After decades of warnings that budgetary profligacy, escalating healthcare costs and an aging population would lead to a day of reckoning, economists and the nation’s foreign creditors say that moment is approaching faster than expected, hastened by a deep recession that cost trillions of dollars in lost tax revenues and higher spending for safety net programs.

Notice what isn’t mentioned as a major contributor to our deficit, such as a war in Afghanistan that is costing taxpayers a cool $57,000 per minute, or a trillion-dollar-a-year defense budget.

I guess these don’t exist. They are phantom wisps floating around somewhere overseas, well out of the public’s view.

If Napoleon’s army ran on its stomach, ours runs on its tires. Now the Pentagon is telling Congress that gasoline in Afghanistan costs our military $400 a gallon. That is what the Pentagon calls the “fully burdened cost of fuel” once all the expenses of moving fuel in and around a country that is without either infrastructures or gas stations.

Of course there are some locations so isolated that fuel has to be airlifted in giant bladders carried by helicopter. In that case, the fully burdened cost of gasoline jumps to $1000 per gallon. Factor in the fact that the large trucks used to haul tanks and Bradley Fighting Vehicles get seven miles to the gallon and you’re looking at one hell gasoline bill.

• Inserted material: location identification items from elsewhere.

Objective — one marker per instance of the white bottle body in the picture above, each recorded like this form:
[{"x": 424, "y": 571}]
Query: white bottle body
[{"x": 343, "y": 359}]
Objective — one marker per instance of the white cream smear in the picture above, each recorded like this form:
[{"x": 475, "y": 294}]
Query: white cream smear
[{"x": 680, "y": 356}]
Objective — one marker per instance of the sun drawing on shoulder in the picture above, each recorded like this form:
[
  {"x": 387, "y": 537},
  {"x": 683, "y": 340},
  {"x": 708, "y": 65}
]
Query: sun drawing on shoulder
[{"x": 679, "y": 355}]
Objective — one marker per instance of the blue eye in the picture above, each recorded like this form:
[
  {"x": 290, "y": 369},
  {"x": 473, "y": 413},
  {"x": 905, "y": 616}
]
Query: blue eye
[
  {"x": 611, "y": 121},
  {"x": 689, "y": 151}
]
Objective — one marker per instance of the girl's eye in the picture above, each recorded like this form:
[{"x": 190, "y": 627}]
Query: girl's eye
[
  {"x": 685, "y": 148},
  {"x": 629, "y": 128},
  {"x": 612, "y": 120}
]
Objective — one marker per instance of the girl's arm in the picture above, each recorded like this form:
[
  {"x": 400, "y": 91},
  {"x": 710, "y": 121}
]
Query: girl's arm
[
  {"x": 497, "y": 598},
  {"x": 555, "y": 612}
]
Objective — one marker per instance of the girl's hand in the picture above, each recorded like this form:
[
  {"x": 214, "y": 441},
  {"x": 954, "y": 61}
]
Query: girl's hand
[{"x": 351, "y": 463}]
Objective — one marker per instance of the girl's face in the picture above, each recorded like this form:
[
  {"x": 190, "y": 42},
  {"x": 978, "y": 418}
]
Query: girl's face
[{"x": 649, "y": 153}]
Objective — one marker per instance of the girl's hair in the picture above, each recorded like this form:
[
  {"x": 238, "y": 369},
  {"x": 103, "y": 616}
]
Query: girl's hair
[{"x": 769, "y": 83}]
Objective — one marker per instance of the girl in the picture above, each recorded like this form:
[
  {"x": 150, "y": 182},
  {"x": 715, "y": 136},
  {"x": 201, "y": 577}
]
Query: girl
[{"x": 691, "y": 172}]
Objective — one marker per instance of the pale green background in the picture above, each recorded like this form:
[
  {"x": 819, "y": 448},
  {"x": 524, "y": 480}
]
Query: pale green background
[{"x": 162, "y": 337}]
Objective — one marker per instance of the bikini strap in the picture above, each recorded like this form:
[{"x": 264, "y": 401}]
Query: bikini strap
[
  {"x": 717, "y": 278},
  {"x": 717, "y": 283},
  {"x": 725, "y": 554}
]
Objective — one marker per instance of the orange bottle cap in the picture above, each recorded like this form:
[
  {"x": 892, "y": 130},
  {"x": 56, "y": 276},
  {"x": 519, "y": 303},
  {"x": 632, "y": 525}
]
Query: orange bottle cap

All of this assumes that the trucks carrying fuel escape roadside bombs and make it to their destinations. In June of 2008, 44 trucks carrying 220,000 of gasoline were lost to attacks while trying to deliver fuel to Bagram Air Field. That’s $88 million of gasoline up in flames. You could bail out a lot of underwater home owners with that kind of money.

Military sources call Afghanistan a “logistical nightmare.” It is said that in discussions of military affairs, amateurs focus on tactics while professions sweat logistics. I guess the amateurs planned Obama’s surge.

Obama plans to form a panel to “find answers” to our nation’s looming fiscal crisis. And I fear that this panel will reek of a prejudice for a neoliberal Washington Consensus as a solution that would include slashing social programs and privatizing as many government programs as possible.

Just when you thought Social Security “reform” was dead…

We may rest assured that no politician will have the courage to even suggest that a good place for some vigorous deficit reductions would be the endless corridors of the Pentagon. This simply wouldn’t do.

Besides, reducing defense spending does nothing for Wall Street while privatizing Social Security does much. And we all know whose going to be wielding the scalpel when it comes time to slash expenses.